Fretwell v. Wainwright

185 So. 2d 701 | Fla. | 1966

185 So. 2d 701 (1966)

Milton Edward FRETWELL, Jr., Petitioner,
v.
Louie L. WAINWRIGHT, Director, Division of Corrections, Respondent.

No. 35100.

Supreme Court of Florida.

April 27, 1966.

W.D. Frederick, Jr., Public Defender, and W. Quinten Nelson, II, Asst. Public Defender, for petitioner.

Earl Faircloth, Atty. Gen., and James G. Mahorner, Asst. Atty. Gen., for respondent.

PER CURIAM.

This cause is before us on petition for writ of habeas corpus attacking petitioner's conviction and sentence to forty years for robbery imposed on September 15, 1965, by the Criminal Court of Record of Orange County. We issued the writ and have considered the return of the Attorney General. It now appears that petitioner is presently serving an indeterminate sentence of six months to five years for armed robbery imposed April 9, 1965, by the Circuit Court of Volusia County.

Petitioner does not question the sentence he is presently serving and is not entitled on habeas corpus to attack the validity of a consecutive sentence he has not yet begun to serve. Byers v. Cochran, 143 So. 2d 319 (Fla. 1962).

Accordingly petition for writ of habeas corpus is discharged.

THOMAS, ROBERTS, DREW and CALDWELL, JJ, concur.
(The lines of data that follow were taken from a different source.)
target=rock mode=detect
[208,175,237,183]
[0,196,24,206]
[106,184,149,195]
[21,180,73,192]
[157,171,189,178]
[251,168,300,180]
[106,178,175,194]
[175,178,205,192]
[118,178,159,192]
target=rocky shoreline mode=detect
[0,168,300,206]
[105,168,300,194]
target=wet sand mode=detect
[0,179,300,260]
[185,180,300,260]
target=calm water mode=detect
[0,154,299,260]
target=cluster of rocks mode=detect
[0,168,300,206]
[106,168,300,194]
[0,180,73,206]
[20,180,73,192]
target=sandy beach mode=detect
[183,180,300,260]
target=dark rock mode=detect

THORNAL, C.J., agrees to judgment.

ERVIN, J., concurs specially with opinion.

ERVIN, Justice (concurring specially).

I agree to the judgment herein. However, I think the discharge of the writ of habeas corpus should not be based upon the fact the Petitioner is not serving the judgment and sentence sought to be reviewed; instead, the writ should be discharged because it does not appear Petitioner's fundamental right of appeal was improperly denied, which is the primary issue submitted *702 by the writ. Petitioner's public-supplied counsel determined an appeal of the judgment of conviction sought to be reviewed here was frivolous. Subsequently the District Court of Appeal reviewed a transcript of the proceedings in the case and independently came to the same conclusion. It sua sponte quashed the appeal. See Carr v. State (Fla.App.2d, 1965), 180 So. 2d 381; Ellis v. United States, 356 U.S. 674, 78 S. Ct. 974, 2 L. Ed. 2d 1060, and Douglas v. People of State of California, 372 U.S. 353, 83 S. Ct. 814, 9 L. Ed. 2d 811.
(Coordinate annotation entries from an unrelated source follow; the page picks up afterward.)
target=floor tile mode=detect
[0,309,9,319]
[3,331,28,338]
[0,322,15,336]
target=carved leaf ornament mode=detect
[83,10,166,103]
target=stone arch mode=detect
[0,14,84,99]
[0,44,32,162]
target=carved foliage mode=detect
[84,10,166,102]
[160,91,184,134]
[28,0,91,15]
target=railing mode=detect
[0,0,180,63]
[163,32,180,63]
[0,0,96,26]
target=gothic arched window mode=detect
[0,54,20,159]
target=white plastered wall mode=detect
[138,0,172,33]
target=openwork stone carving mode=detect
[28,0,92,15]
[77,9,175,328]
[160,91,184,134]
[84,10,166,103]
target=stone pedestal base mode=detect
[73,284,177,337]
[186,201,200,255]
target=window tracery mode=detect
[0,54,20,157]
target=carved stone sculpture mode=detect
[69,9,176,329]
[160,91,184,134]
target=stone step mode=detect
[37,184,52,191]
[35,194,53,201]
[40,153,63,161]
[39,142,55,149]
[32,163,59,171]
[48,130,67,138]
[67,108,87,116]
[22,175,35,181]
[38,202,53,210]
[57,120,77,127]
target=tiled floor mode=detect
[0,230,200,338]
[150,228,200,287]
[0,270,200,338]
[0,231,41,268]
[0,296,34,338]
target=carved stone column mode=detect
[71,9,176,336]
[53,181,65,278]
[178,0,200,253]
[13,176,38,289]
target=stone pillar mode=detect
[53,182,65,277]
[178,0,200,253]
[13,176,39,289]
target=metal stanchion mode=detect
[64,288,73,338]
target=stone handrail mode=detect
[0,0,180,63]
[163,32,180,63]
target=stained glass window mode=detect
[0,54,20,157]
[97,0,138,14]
When a petition for writ of habeas corpus or a Criminal Procedure Rule 1, F.S.A. ch. 924 Appendix, motion raises the question whether an appeal was improperly denied it seems to me the question should be directly decided on the propriety of the denial without the necessity of the Petitioner having to wait until he is in custody under the sentence involved.